Uzay-zamanı, nedenselliği, onlara oturan ayrık maddi nesneleri (tabii ki bu seriye nörobilimcilerin fetişi olan beyinler dahil edebiliriz) varlığın esası olmadığını düşünmek, sağduyu’ya uygun düşünen biri için çılgınca gelebilir. (Gerçi pek “sağlıklı” transandantal idealist filozofumuz Immanuel Kant zaten kategorilerinde tüm bunları zihne bağlı kılıyor; bizatihi nesnel gerçekliğin temas edilemez başkalığını Ding an sich mefhumu olarak kendi sisteminde ayrıntılı olarak teorize ediyordu.) Ama bugünlerde pek çok fizikçinin de uzay-zamanın reddi noktalarına gelmiş olmasını bu denilenlerin yerine ayrıca yanına koymak gerek. Teorik bir fizikçinin kullandığı terimleri dinlediğinizde, zaten pek çok “çılgın”, gündelik akla aykırı gelen laflarla karşılaşacaksınız. Bunu da sağduyunuzunu şekillendiren evrimsel sürece bağlamak zor olmasa gerek. Doğanın milyonlarca yıl boyunca genetiğinizi şekillendirirken bu konulara dalacağınızı bilmesinin bi yolu yoktu değil mi? (Kulakları çınlasın, çok sevgili bir biyolog hocamız olan Münire Özlem Çevik’in derme çatma giden evrimi, laz müteahhite benzetmesi geliyor aklıma şimdi.)
Başka bir ilginç mevzuu, Hoffman’ın mantık yürütümü, bilim dünyasınca hemen herkesçe kabul gören Darwin’in Evrim Teorisi’ne dayansa da; son adımda aslında “evrimsel oyunun” arayüzün kurallarına dahil olduğunu, mutlak olmadığını söylemesi… Bir nevi bindiği merdivenle yukarı çıktıktan sonra onu tekmeleyip, devirmesi. Bunun da son kertede akıllıca bir müdahale olduğunu düşünüyorum.
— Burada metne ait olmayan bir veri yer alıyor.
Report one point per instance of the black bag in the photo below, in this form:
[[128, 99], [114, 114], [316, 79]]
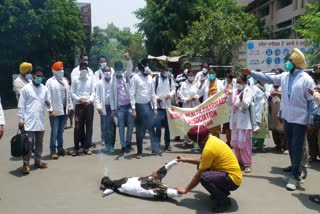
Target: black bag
[[20, 144]]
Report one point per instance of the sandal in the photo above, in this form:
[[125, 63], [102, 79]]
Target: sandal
[[315, 198]]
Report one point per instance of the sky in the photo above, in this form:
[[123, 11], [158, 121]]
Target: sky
[[119, 12]]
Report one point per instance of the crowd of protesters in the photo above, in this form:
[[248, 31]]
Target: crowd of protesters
[[285, 103]]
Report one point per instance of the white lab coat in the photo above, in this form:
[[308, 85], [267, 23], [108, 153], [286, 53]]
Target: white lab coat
[[242, 114], [101, 94], [31, 107], [2, 120], [204, 90], [55, 97], [188, 90]]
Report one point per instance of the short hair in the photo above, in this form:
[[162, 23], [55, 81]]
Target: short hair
[[83, 64], [82, 55], [37, 68], [118, 64], [101, 56]]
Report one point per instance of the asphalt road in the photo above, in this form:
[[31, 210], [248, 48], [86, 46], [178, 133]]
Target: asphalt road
[[71, 184]]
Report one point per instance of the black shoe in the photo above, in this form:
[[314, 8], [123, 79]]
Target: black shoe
[[222, 205], [304, 173], [287, 169]]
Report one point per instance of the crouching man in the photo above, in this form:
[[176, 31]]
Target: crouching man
[[218, 169]]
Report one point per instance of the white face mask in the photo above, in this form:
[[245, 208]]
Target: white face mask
[[103, 65], [59, 74], [107, 75], [190, 78], [28, 76], [239, 87], [83, 74], [204, 70]]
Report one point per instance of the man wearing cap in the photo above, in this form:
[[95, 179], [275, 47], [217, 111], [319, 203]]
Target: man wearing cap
[[31, 111], [218, 168], [60, 98], [296, 108], [23, 78]]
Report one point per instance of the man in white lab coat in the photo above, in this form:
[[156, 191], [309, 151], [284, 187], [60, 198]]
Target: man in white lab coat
[[60, 98], [31, 111]]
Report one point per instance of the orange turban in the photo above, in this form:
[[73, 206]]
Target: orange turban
[[57, 66]]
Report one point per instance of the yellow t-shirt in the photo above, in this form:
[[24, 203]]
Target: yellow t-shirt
[[217, 156]]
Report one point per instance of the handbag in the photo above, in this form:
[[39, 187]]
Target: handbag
[[20, 144]]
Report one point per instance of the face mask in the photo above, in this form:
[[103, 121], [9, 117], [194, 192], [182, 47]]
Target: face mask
[[212, 76], [239, 87], [59, 74], [165, 74], [103, 65], [37, 80], [190, 78], [288, 65], [28, 76], [204, 70], [107, 75], [83, 74], [119, 73]]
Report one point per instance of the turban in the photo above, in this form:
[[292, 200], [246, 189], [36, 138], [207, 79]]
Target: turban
[[198, 134], [57, 66], [25, 68], [298, 58]]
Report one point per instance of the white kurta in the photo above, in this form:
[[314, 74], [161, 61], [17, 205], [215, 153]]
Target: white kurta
[[2, 120], [31, 107]]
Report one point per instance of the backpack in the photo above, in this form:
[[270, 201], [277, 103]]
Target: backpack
[[20, 144], [157, 82]]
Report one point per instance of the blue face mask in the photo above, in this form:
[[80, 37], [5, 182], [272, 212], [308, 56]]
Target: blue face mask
[[119, 73], [37, 80], [288, 65], [212, 76]]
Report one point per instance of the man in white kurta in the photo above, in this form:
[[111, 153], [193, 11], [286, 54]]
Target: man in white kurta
[[31, 111], [2, 120]]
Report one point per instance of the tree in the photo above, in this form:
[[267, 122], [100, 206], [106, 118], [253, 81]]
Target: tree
[[308, 27], [113, 42], [222, 27]]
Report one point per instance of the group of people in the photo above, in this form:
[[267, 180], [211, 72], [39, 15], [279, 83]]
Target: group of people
[[285, 103]]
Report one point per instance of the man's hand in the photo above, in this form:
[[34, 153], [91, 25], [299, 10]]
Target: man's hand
[[21, 125], [245, 71], [134, 114], [181, 190], [180, 158], [126, 56], [1, 131], [52, 114]]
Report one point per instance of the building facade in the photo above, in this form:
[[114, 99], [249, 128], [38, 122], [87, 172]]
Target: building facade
[[278, 15]]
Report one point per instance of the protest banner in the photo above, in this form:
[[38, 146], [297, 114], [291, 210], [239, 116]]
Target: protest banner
[[214, 111]]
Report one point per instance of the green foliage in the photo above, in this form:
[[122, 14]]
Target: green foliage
[[308, 27], [114, 42]]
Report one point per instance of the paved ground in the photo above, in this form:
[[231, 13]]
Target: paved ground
[[70, 184]]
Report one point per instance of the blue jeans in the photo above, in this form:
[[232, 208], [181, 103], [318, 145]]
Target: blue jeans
[[296, 135], [108, 127], [145, 118], [57, 128], [125, 118], [162, 119]]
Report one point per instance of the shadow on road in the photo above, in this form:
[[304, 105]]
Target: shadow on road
[[304, 199], [202, 203]]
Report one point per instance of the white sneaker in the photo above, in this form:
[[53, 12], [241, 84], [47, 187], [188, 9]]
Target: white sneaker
[[293, 183]]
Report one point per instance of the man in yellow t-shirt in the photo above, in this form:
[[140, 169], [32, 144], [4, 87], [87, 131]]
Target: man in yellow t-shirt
[[219, 171]]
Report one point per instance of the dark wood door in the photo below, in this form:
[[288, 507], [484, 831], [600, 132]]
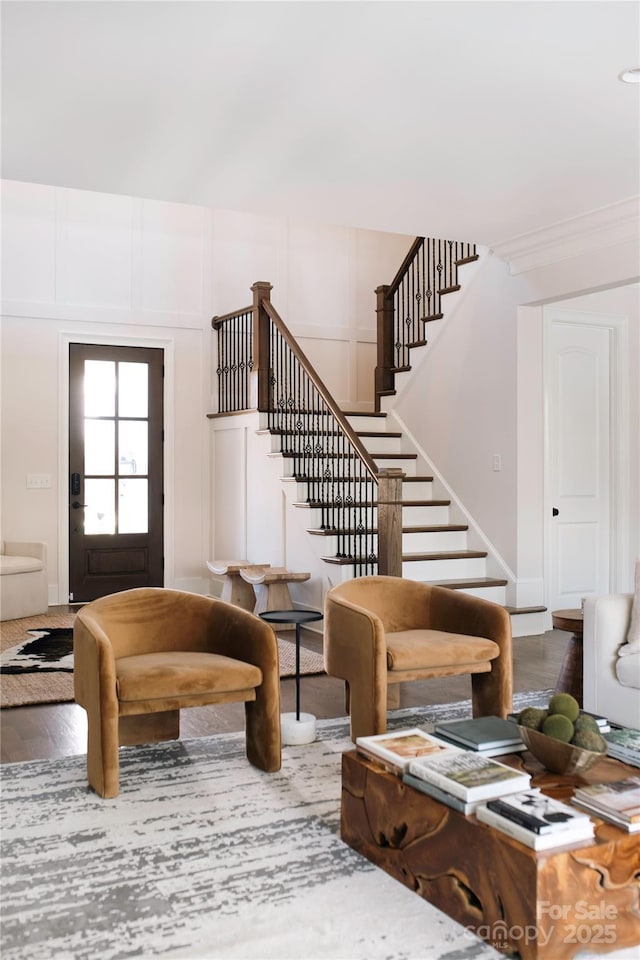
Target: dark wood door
[[115, 469]]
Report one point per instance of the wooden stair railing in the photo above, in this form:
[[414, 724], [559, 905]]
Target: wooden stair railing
[[413, 299], [359, 504]]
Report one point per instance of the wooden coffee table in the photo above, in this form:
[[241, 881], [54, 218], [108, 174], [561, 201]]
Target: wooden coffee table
[[549, 904]]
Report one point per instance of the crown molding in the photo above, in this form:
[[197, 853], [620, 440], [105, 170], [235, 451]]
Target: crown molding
[[605, 227]]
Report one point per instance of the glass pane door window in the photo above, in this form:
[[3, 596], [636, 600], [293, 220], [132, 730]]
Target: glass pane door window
[[116, 447]]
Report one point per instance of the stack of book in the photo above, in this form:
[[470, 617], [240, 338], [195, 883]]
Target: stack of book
[[618, 802], [491, 736], [537, 820], [462, 779], [394, 751], [624, 744]]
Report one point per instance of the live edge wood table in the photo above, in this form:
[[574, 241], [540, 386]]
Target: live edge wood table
[[548, 904]]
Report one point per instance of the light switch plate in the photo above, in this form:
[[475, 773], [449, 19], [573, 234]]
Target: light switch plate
[[38, 481]]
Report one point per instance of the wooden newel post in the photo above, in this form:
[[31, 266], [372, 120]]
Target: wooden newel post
[[390, 522], [384, 379], [261, 291]]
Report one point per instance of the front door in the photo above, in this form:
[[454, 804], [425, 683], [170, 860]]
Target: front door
[[579, 440], [115, 469]]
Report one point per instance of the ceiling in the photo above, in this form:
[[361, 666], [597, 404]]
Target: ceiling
[[477, 121]]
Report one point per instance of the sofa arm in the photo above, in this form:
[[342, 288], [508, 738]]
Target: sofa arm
[[26, 548], [605, 624]]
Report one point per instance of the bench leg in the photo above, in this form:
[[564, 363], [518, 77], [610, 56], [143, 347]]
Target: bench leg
[[238, 591], [272, 596]]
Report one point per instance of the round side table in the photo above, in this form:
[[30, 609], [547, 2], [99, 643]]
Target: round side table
[[570, 678], [296, 727]]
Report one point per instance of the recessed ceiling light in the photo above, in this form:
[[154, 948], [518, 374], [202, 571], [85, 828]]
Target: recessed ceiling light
[[631, 76]]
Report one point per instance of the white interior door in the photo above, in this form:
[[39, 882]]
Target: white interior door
[[579, 445]]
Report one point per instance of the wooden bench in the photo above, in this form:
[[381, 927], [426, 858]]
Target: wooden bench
[[271, 586], [234, 588]]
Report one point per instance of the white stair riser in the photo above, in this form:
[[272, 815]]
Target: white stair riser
[[495, 594], [424, 516], [444, 569], [420, 490], [408, 467], [357, 422], [527, 624], [431, 542], [382, 444]]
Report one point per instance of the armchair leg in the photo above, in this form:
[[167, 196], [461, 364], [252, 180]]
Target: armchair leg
[[368, 711], [393, 696], [492, 693], [148, 728], [264, 743], [103, 769]]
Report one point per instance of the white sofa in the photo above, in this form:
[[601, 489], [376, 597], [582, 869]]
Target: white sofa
[[24, 590], [611, 673]]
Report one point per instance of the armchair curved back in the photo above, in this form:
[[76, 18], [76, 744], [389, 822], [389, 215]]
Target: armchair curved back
[[399, 604], [383, 631], [142, 655]]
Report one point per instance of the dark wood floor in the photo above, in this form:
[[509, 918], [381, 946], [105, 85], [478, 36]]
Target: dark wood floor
[[58, 730]]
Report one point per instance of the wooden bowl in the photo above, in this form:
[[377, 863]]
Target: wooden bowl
[[556, 756]]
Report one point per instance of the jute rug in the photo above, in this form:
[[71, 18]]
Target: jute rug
[[32, 672], [203, 856]]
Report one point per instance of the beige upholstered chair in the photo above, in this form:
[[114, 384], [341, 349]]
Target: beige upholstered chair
[[142, 655], [381, 631]]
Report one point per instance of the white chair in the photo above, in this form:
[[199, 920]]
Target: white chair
[[610, 682], [24, 591]]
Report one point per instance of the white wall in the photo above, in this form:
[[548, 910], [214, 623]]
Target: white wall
[[478, 391], [78, 265]]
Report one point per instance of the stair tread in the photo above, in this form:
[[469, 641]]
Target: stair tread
[[446, 555], [437, 528], [405, 503], [320, 478], [362, 413], [468, 584], [516, 610], [394, 456]]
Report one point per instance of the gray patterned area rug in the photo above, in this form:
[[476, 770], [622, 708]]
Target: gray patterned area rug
[[203, 856]]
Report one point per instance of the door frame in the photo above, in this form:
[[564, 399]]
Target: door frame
[[168, 347], [617, 326]]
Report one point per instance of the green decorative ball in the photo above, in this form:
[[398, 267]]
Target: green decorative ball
[[589, 740], [558, 726], [565, 704], [585, 722], [532, 717]]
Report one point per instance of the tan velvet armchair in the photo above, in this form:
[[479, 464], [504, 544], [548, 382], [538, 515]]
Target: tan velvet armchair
[[143, 654], [383, 631]]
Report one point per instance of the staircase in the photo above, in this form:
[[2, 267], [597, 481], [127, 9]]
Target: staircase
[[337, 466]]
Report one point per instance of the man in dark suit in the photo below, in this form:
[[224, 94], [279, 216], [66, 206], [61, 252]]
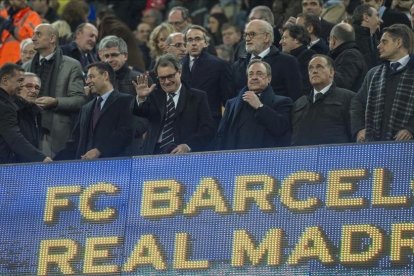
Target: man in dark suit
[[256, 118], [104, 126], [349, 63], [179, 117], [286, 77], [207, 73], [82, 48], [323, 116], [12, 141]]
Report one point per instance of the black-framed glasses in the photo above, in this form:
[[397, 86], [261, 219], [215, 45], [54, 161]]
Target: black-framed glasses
[[177, 45], [251, 35], [113, 55], [32, 86], [195, 39], [176, 23], [167, 77]]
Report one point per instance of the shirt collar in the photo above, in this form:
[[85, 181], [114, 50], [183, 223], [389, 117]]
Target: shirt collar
[[403, 61], [323, 90]]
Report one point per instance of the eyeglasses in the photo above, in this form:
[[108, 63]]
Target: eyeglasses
[[113, 55], [167, 77], [32, 86], [177, 45], [177, 23], [195, 39], [259, 74], [251, 35]]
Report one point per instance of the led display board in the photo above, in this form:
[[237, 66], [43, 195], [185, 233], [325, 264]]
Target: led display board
[[293, 211]]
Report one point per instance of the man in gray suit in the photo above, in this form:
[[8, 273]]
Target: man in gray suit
[[61, 95]]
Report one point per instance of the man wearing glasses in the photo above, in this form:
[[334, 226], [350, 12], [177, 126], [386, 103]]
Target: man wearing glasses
[[176, 45], [12, 142], [179, 116], [256, 118], [286, 77], [28, 112], [206, 72], [180, 18]]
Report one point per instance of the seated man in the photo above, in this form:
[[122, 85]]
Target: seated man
[[179, 117], [323, 116], [104, 126], [28, 113], [257, 117]]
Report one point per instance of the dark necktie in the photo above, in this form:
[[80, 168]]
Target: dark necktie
[[96, 112], [394, 66], [318, 96], [167, 136]]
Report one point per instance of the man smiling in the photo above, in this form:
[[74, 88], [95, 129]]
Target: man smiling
[[179, 117]]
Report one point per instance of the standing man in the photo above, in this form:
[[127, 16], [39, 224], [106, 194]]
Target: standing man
[[61, 94], [286, 77], [104, 126], [295, 39], [28, 112], [179, 117], [19, 25], [82, 48], [176, 45], [114, 51], [323, 116], [350, 66], [12, 141], [257, 117], [180, 18], [366, 23], [206, 72], [383, 109]]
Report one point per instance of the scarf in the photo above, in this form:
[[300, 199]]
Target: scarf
[[402, 108]]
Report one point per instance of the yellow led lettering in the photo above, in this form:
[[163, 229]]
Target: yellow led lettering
[[400, 240], [182, 251], [351, 240], [86, 202], [207, 195], [160, 198], [247, 190], [59, 253], [244, 245], [313, 244], [342, 182], [55, 201], [146, 252], [98, 250], [381, 187], [287, 192]]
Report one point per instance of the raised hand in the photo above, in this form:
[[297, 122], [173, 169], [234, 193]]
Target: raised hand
[[141, 86]]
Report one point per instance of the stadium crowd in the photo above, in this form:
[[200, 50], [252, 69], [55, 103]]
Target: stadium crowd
[[92, 79]]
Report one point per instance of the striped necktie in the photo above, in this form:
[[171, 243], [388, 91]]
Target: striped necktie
[[167, 136]]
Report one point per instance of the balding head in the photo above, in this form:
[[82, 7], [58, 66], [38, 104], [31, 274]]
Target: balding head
[[341, 33], [45, 39]]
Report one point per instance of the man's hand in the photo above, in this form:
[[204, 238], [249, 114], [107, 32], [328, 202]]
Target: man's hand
[[182, 148], [141, 86], [47, 159], [87, 90], [290, 21], [91, 154], [403, 135], [252, 99], [361, 135], [46, 102]]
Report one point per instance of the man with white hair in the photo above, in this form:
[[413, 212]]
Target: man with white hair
[[286, 76]]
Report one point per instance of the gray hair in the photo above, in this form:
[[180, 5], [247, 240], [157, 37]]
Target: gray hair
[[25, 42], [113, 41]]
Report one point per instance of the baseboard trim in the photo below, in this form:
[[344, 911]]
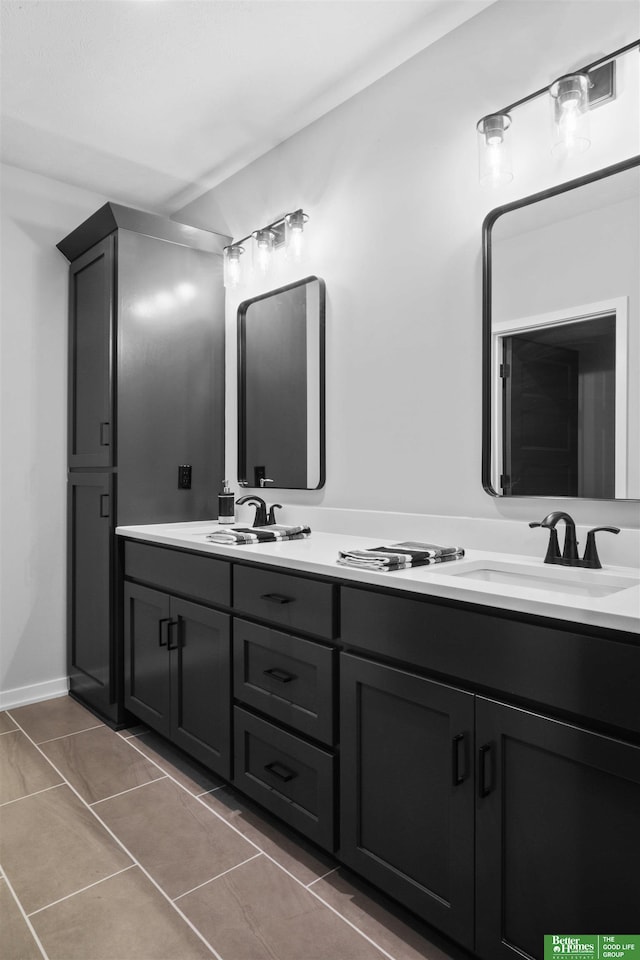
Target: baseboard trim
[[35, 692]]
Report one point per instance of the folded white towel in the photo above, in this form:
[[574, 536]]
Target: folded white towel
[[399, 555], [269, 534]]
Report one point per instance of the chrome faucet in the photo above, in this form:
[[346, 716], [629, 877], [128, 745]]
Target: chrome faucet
[[569, 556], [261, 519]]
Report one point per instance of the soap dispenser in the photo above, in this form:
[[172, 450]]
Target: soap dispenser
[[226, 505]]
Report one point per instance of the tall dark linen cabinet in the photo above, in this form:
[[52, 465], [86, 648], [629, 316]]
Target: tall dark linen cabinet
[[146, 395]]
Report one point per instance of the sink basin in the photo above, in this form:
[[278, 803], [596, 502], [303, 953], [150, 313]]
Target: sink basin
[[546, 578]]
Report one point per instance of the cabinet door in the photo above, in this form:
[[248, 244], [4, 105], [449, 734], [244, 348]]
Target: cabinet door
[[199, 640], [89, 590], [147, 688], [91, 286], [407, 790], [558, 832]]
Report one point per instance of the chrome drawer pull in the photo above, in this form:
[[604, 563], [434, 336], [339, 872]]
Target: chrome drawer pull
[[280, 771], [487, 770], [276, 598], [280, 675]]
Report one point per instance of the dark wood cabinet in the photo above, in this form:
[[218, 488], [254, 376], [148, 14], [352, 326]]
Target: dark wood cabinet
[[406, 790], [558, 831], [91, 356], [177, 672], [469, 767], [146, 395], [92, 656]]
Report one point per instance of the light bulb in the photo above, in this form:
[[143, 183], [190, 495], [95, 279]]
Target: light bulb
[[263, 250], [294, 234], [570, 114], [494, 150], [232, 265]]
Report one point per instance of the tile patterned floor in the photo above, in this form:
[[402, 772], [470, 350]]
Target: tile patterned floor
[[116, 846]]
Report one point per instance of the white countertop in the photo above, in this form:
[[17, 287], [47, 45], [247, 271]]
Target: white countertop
[[318, 554]]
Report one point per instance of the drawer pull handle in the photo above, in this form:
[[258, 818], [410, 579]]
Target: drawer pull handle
[[280, 771], [163, 638], [460, 765], [179, 641], [276, 598], [281, 675], [486, 778]]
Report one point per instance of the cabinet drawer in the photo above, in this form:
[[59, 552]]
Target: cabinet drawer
[[286, 677], [188, 574], [286, 775], [289, 601], [540, 664]]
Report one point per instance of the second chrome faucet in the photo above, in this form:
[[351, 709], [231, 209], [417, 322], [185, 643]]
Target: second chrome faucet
[[569, 556], [262, 518]]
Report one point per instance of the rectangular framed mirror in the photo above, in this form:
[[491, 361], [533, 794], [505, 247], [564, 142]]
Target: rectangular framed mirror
[[281, 387], [561, 341]]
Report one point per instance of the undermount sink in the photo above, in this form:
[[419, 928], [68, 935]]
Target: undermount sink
[[549, 578]]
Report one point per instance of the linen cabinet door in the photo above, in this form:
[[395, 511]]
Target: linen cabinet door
[[407, 792], [147, 687], [200, 642], [91, 306], [557, 832], [91, 660]]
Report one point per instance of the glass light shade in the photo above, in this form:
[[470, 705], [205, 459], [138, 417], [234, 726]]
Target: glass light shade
[[294, 235], [262, 251], [494, 150], [232, 265], [570, 114]]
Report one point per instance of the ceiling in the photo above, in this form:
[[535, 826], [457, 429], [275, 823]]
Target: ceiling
[[152, 102]]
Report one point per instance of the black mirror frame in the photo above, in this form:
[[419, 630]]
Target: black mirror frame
[[242, 413], [487, 226]]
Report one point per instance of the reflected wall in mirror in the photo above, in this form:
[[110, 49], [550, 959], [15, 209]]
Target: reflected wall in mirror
[[281, 387], [561, 341]]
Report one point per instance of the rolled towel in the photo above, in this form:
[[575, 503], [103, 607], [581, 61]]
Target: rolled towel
[[270, 534], [399, 556]]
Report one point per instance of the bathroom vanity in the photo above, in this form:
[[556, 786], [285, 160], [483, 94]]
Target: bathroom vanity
[[469, 746]]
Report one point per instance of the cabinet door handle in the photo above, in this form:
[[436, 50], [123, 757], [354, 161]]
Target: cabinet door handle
[[281, 675], [459, 749], [276, 598], [173, 630], [163, 635], [280, 771], [486, 770]]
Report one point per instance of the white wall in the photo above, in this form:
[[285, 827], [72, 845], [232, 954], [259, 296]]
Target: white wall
[[35, 214], [390, 182]]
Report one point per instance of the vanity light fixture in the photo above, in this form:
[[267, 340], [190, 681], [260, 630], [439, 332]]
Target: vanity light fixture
[[287, 231], [494, 149], [572, 97], [232, 264], [570, 114]]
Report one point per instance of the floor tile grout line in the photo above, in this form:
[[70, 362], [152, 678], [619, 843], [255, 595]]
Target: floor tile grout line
[[198, 797], [205, 793], [327, 874], [35, 794], [74, 733], [30, 926], [271, 858], [126, 850], [81, 890], [223, 874], [95, 803], [333, 909]]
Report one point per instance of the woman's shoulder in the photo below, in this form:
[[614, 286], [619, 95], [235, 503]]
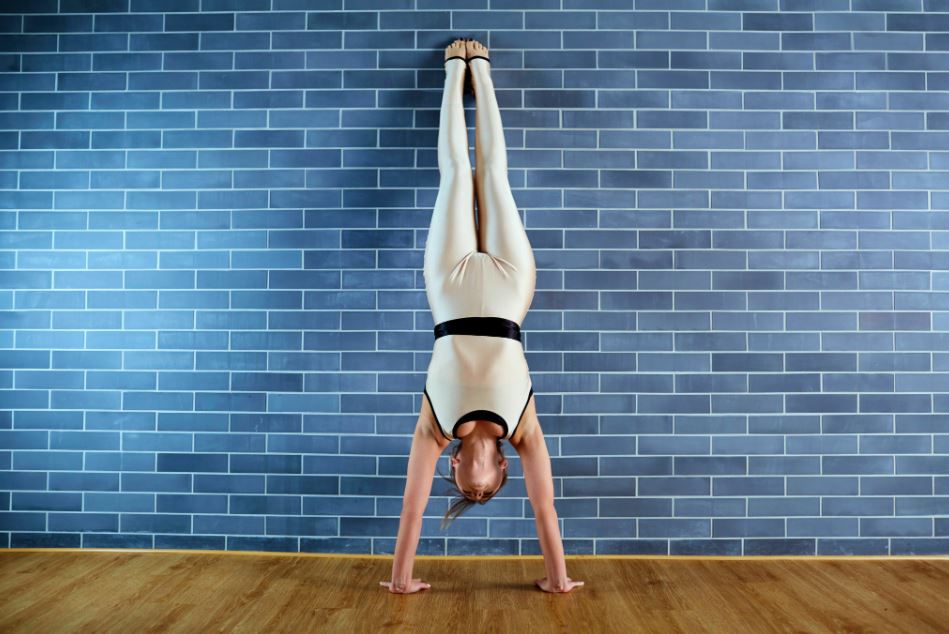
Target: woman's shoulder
[[527, 426]]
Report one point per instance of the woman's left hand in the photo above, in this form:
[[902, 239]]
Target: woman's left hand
[[568, 585]]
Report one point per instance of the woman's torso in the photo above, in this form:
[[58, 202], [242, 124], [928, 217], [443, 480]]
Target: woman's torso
[[469, 374]]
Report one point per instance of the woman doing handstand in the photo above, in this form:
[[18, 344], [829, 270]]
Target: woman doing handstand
[[480, 283]]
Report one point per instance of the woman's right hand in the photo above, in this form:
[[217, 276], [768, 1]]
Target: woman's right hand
[[414, 586]]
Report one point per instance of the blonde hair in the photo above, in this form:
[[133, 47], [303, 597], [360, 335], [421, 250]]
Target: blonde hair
[[462, 503]]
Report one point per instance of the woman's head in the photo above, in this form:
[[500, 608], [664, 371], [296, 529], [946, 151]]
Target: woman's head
[[477, 471]]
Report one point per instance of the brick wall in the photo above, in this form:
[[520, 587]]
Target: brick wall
[[214, 326]]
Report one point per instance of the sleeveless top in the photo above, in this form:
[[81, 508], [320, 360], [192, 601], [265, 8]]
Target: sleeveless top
[[478, 370]]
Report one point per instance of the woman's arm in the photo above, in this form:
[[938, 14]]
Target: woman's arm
[[418, 486], [538, 477]]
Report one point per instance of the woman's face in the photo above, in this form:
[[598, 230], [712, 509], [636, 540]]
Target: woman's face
[[478, 473]]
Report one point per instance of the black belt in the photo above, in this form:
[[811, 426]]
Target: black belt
[[484, 326]]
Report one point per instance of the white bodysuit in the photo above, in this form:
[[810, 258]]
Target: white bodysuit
[[479, 280]]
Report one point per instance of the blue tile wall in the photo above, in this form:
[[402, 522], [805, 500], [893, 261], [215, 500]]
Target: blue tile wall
[[213, 325]]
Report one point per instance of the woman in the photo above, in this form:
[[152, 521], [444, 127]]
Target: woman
[[479, 282]]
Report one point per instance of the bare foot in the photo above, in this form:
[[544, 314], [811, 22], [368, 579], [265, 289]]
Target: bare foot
[[456, 49]]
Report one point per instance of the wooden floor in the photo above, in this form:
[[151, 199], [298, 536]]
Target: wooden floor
[[185, 591]]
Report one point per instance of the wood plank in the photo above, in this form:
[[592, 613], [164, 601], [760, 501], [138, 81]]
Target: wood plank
[[47, 590]]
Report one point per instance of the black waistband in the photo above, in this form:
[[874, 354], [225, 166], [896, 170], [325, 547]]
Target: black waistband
[[484, 326]]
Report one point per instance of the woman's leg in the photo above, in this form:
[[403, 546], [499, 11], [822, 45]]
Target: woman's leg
[[501, 232], [452, 233]]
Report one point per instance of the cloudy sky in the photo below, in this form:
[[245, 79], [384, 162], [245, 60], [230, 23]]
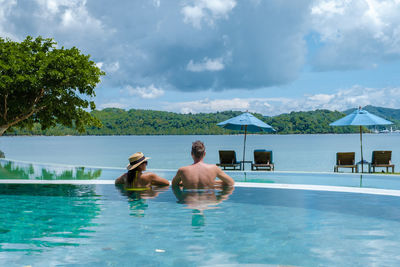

Hoffman’ın fikirlerinin bilim ortodoksisinin engellemelerine rağmen şimdi o denli olmasa da yakın zamanda bir hayli ciddiye alınacağını düşünüyorum. Kitap hakkında konuşulacak daha bir yığın şey var. Ama nihayetinde buraya kadar gelebilmişseniz eğer, okuduğunuz, bahsettiğim enstitüdeki ofiste “çalışmaktan kaçmak” için girişilmiş bir blog yazısı.
Şimdilik sadece aklıma düşen ilke elden cevaplaması öyle kolay olmayan soruları da dizeyim: Hakikati aramak, evrimsel oyunda güdük kalmak pahasına etik olan mıdır? Yoksa bu boş yere rüzgârı mı kovalamaktır? Etik de olsa edim, hayatta kalmakla mümkün olabileceğine göre, bu bize çok ilginç gri bir bölgede akıl yürütme şansı veriyor. Öyleyse, buradan nasıl bir etik – politik yola çıkabiliriz? Evrimsel oyun sonucunda kompleksleşen bilincin gittiği bir yer, bir teleolojisi, bir ereği var mıdır? Yoksa yine kendi başımıza açtığımız Hakikat adında bir ilüzyon içinde debelenip duruyoruz?
Hiç de sevmediğim hoca damarım tuttu. Fakat bunu kendi çöplüğümde söylememin bir mahzuru olamaz: Alın size, ev ödevi.